Apple’s augmented reality goggles track your voice, eyes, and hand movements at all times, uses AI to mimic your persona

News & Politics

Apple’s new augmented reality goggles called “Apple Vision Pro” intends to have users calling, working, watching movies, and even interacting with their family members using their wearable technology. However, the device will also be tracking the user’s movements and using “machine learning” to create a digital persona.

The goggles, like most phones, are capable of using voice recognition to navigate the augmented world, which Apple brags will consist of your typical iPhone/Mac interface and work screens as far as the eye can see. However, it is also tracks user eye and hand movements at all times, allowing users to simply look in the direction of an icon to select it, or slightly move their fingers to scroll a page.

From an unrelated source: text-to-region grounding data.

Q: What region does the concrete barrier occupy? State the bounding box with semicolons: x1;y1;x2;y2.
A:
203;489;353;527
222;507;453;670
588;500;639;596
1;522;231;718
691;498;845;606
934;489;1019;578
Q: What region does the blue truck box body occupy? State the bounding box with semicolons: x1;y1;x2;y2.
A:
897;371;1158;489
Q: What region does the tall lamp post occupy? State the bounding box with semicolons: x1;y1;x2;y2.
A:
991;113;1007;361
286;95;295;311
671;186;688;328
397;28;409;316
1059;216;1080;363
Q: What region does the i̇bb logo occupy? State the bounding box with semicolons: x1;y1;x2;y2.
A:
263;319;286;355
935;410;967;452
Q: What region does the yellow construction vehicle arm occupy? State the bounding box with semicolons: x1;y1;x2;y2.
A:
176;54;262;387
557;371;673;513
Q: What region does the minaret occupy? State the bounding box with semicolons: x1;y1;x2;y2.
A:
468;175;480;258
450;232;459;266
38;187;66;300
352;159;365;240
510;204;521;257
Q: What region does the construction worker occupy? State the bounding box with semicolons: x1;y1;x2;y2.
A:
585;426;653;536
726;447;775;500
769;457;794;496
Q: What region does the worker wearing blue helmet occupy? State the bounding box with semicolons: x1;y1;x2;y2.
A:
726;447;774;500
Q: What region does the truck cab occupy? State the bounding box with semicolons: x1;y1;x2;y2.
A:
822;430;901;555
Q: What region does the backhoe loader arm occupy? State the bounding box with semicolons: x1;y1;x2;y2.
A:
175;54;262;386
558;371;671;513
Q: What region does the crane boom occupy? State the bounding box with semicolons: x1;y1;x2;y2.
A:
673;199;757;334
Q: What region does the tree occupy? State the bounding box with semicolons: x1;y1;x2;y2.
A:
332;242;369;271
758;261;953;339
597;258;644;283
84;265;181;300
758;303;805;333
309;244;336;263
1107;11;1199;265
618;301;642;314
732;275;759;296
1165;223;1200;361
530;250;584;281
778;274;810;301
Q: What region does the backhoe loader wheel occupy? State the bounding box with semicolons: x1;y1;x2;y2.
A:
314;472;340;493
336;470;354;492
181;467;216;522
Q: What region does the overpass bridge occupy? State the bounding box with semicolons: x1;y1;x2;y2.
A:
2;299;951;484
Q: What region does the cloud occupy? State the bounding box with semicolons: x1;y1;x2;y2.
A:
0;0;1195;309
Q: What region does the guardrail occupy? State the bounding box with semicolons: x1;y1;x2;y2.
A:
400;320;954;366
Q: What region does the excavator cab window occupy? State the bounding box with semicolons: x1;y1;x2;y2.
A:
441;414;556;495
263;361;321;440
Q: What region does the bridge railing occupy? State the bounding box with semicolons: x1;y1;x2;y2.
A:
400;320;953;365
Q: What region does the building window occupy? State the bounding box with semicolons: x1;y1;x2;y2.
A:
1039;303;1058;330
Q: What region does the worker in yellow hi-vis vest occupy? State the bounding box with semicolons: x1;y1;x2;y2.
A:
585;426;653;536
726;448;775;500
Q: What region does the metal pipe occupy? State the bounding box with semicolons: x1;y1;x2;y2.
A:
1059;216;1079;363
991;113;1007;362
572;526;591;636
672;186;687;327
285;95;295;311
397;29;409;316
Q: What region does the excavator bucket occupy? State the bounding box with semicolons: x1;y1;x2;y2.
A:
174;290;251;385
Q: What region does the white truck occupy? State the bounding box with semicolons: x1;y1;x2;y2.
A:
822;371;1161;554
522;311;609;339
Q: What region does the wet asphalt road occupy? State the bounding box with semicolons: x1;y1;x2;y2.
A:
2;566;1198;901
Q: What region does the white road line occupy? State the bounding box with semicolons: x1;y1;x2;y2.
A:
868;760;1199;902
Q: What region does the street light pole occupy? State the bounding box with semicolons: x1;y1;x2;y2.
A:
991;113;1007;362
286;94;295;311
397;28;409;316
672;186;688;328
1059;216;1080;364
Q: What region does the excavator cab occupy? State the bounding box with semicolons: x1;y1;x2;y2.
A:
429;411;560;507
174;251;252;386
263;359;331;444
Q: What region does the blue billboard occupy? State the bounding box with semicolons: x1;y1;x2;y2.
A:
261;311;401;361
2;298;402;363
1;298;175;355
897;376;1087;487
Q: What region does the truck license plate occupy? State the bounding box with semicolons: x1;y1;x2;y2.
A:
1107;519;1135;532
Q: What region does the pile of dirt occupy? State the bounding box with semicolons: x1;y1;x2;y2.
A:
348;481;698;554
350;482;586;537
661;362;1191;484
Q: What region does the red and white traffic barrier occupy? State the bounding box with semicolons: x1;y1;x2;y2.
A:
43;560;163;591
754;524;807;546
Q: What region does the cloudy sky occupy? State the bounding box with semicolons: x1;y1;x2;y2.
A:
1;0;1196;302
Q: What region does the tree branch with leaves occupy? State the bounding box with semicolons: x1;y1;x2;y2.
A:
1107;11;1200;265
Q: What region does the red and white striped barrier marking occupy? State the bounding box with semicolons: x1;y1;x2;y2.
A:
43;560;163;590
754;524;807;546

While the possibility of a limitless canvas for work spaces, movie screens, and gaming sessions seems like a giant upgrade from a 15-inch laptop screen, Apple seems to have blown past the reality of augmented reality: It requires a $3,499 pair of goggles to participate.

The capability of changing your small screen into a movie theatre right in your living room seems technologically justified, but at the price of $7,000-$10,000 for a few goggles, this experience will likely be enjoyed alone.

The product launch appeared to be focused on either wearing the goggles or missing out, even showing a man watching his daughters play while he captures video through the device. It then cuts to the man sitting by himself and reliving the memory by alone on his couch.

Where calls are concerned, Apple Vision Pro runs into the same problem that Mark Zuckerberg’s “Metaverse” ran into. What’s the point of having a video call between two people who are wearing headsets? You can’t even see their face. Metaverse attempted to solve that with cartoonish and childlike avatars.

Apple’s solution, however, is to use the headset and the data it collects to create a digital, lifelike “persona” of the user to be shown to others on the call who are presumably wearing an Apple Vision Pro as well.

“Users wearing Vision Pro during a FaceTime call are reflected as a Persona,” Apple described. “A digital representation of themselves created using Apple’s most advanced machine learning techniques — which reflects face and hand movements in real time. Users can do things together like watch a movie, browse photos, or collaborate on a presentation.”

Apple did not immediately respond to questions regarding how the Apple Vision Pro creates a user’s “Persona,” as well as the total scope of the device’s movement tracking. This article will be updated with any future responses.